Of I was near to this I would get it right away. However im too far way.
Bett you could make a good start for a car with the rear end and other parts.


----------



## bigmotherwhale (Apr 15, 2011)

Would be good for a small car, motor is only 27kw, shame the battery is NiMh and so small.


----------



## Tomdb (Jan 28, 2013)

Yes but thats the "rating" i bett you could push close to 100 kw through it.
Best part is that the mechanical bits are there too. which is the most difficult/expensive part to sort out. (besides the battery)


----------



## bigmotherwhale (Apr 15, 2011)

yes thats proabbly true, but its not designed for continuous use, does it have a cooling loop? the mitsubishi phev rear diff motor has a watercooling loop already installed and can be had for the same money, for a conversion of a normal car you might be better off with that. 

this is a pretty cool package deal and this would make a pretty awesome go kart.


----------



## Tomdb (Jan 28, 2013)

Its water cooled. But the best thing is that its complete. And indeed the Outlander setup is good too, eyeing them now for a while, still would cost roughly 1200 euros.


----------



## tylerwatts (Feb 9, 2012)

Peugeot and Mitsubishi share their drivetrain and underpinnings so they are almost definitely exactly the same. Looks good


----------



## z_power (Dec 17, 2011)

I got one of Citroen/Peugeot axles, the usable stuff is motor/trans combo with halfshafts/axle shafts (still learning differences in "the same" language).
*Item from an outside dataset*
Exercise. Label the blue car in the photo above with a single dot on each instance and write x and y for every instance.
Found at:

Suspension - arms, spindles and struts ared designed in a freaky way together with subframe and it really doesn't make sense in a conversion; some custom ground-up builds could use whole assembly, though.
In Poland it can be found from 300 to 600€. I paid 250 with inverter included - useless unless your nickname is eldis


----------